A (small) insight into the CofE’s legislative process
In our August post Legal developments – July General Synod we noted that the July Synod had given First Consideration to a number of items of draft legislation including, inter alia:
- Draft Amending Canon No. 36, (Of the vesture of ordained and authorized ministers during the time of divine service, Of the burial of the dead). This will amend Canon B 8 (Of the vesture of ordained and authorized ministers during the time of divine service), following the Revd Chris Hobbs’s private member’s motion to make current forms of vesture non-mandatory, and Canon B 38 (Of the burial of the dead) to allow use of the normal burial service for those who have committed suicide and the unbaptised.
The next stage in the legislative process is the Revision Committee Stage, when it will be considered clause-by-clause, together with any proposals for its amendment. On 14 September, the CofE published the following comments which had been made to the Revision Committee:
- The Very Revd Andrew Nunn
- Clive Scowen
- Brian Wilson
- The Revd Canon Priscilla White
- Dr Michael Todd
- The Revd Canon Dr Simon Taylor
- The Ven. Dr Jane Steen
- Br Thomas Quin
- The Revd Neil Patterson
- The Ven. Luke Miller
The publication of communications such as these provides an insight into one aspect of the development of legislation in the Church of England, and illustrates the range of churchmanship and the practical issues that need to be taken into consideration in the further development of this draft Canon.
The very Anglican term “seemly” in paragraph 6 attracted a number of comments, viz.
“6. Where a minister adopts a form of dress other than vesture of a form specified in this Canon, the form of dress so adopted must be seemly and must not be such as to be indicative of a departure from the doctrines now contained in the formularies of the Church of England.”

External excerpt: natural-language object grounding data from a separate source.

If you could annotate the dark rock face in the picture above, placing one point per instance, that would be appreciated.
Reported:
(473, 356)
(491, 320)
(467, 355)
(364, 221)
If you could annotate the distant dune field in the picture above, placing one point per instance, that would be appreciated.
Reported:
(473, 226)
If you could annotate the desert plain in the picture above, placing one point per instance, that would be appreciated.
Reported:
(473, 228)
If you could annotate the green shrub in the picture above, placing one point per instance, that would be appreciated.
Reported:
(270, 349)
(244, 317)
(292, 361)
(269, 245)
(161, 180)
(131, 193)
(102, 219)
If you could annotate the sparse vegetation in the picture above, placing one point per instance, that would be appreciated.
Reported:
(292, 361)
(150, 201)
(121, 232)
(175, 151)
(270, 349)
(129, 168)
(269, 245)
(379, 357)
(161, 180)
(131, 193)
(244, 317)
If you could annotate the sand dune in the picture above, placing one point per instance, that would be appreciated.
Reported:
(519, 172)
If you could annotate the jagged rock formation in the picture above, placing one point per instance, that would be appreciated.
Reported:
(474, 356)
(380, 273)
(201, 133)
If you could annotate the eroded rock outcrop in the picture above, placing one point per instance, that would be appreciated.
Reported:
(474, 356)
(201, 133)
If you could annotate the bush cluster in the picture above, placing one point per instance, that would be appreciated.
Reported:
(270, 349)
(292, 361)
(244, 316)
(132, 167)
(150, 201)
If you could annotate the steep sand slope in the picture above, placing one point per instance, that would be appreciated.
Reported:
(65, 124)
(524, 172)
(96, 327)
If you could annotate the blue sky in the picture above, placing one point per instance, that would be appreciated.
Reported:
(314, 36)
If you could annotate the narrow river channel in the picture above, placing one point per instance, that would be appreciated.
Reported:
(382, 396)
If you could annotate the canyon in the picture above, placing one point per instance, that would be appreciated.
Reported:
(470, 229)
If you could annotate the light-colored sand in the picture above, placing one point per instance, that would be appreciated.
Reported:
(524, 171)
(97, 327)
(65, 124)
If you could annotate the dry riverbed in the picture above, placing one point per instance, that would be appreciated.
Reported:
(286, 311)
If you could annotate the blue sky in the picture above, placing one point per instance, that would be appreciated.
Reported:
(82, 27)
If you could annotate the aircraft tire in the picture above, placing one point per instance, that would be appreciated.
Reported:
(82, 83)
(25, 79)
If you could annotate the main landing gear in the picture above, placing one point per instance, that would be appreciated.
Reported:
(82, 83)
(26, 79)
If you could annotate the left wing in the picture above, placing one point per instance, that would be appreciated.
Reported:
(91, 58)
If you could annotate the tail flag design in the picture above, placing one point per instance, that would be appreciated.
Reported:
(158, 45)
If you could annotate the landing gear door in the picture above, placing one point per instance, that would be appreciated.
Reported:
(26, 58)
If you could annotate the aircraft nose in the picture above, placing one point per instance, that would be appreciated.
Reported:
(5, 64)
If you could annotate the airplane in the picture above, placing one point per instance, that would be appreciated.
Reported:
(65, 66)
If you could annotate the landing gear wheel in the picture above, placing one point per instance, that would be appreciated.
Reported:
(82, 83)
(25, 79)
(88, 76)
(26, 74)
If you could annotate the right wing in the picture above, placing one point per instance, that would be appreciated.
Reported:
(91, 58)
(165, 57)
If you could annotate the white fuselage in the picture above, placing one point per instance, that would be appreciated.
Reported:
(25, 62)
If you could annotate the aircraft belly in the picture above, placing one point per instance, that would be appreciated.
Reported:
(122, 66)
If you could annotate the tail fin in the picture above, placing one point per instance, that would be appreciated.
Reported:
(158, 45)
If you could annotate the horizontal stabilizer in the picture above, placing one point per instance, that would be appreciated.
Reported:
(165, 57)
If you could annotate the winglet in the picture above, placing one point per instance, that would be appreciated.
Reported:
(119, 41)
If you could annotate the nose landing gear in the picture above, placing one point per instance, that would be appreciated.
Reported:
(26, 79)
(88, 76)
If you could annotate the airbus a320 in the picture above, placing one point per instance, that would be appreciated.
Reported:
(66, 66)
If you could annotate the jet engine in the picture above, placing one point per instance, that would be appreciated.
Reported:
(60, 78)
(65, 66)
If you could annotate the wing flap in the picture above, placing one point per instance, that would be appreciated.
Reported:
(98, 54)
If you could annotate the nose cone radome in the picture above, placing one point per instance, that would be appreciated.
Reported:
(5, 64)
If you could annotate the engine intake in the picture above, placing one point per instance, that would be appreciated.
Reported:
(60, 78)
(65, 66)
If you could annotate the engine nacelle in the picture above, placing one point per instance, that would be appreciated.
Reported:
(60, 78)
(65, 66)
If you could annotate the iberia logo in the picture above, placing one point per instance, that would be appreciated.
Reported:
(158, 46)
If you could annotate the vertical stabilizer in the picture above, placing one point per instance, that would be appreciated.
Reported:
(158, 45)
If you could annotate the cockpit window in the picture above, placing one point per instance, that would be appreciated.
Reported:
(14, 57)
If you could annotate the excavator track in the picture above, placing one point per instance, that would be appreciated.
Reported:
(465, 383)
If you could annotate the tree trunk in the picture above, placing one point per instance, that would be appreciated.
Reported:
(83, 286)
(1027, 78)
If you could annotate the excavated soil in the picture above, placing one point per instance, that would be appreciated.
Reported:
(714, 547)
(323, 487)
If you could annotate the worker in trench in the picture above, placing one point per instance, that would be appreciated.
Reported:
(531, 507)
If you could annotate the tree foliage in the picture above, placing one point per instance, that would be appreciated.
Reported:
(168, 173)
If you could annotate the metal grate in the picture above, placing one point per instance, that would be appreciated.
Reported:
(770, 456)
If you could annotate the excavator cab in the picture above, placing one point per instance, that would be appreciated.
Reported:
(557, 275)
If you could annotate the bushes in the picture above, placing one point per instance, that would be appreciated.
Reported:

Andrew Nunn observed, “[t]he term ‘seemly’ is impossible to define and will be impossible to defend. It is entirely subjective and that is of course the intention”, adding “what is seemly in large middle class evangelical congregations may not be seemly in working class churches”; this has strong echoes of the comments made by Thesiger LJ in Sturges v Bridgman, (1879) 11 ChD 863, who stated that “what would be a nuisance in Belgrave Square would not necessarily be so in Bermondsey”.
However, the one aspect which featured strongly in most of the comments was the necessity to separate the issues on vesture from those on the burial of suicides. The Ven. Dr Jane Steen commented:
“[t]he pastoral consequences of the two are of very different degrees of seriousness. Further, and more importantly, although the Church of England attaches no doctrinal significance to currently permitted vesture (Canon B8 1), it has attached considerable significance to the burial of those who have taken their own lives while of sound mind. It seems inappropriate to try to combine two matters of such different weight. Concerning that part of Amending Canon B36 which deals with vesture, I submit that, when this is redrafted as a separate amending canon, thought should be given to the use of the words currently found in Canon C27 to describe what would be acceptable dress”.
Other noted the controversial nature of the “vesture” component in comparison to the burial of suicides “which commands the overwhelming support of Synod”. As a former Clerk of Bills, Frank observed “[t]he Canon may be OK in GS terms but something like that would never be allowed in the Commons: a bill with two such disparate purposes – if it ever got past the Clerks in the first place – would almost certainly be divided into two bills by order of the Speaker”. Indeed.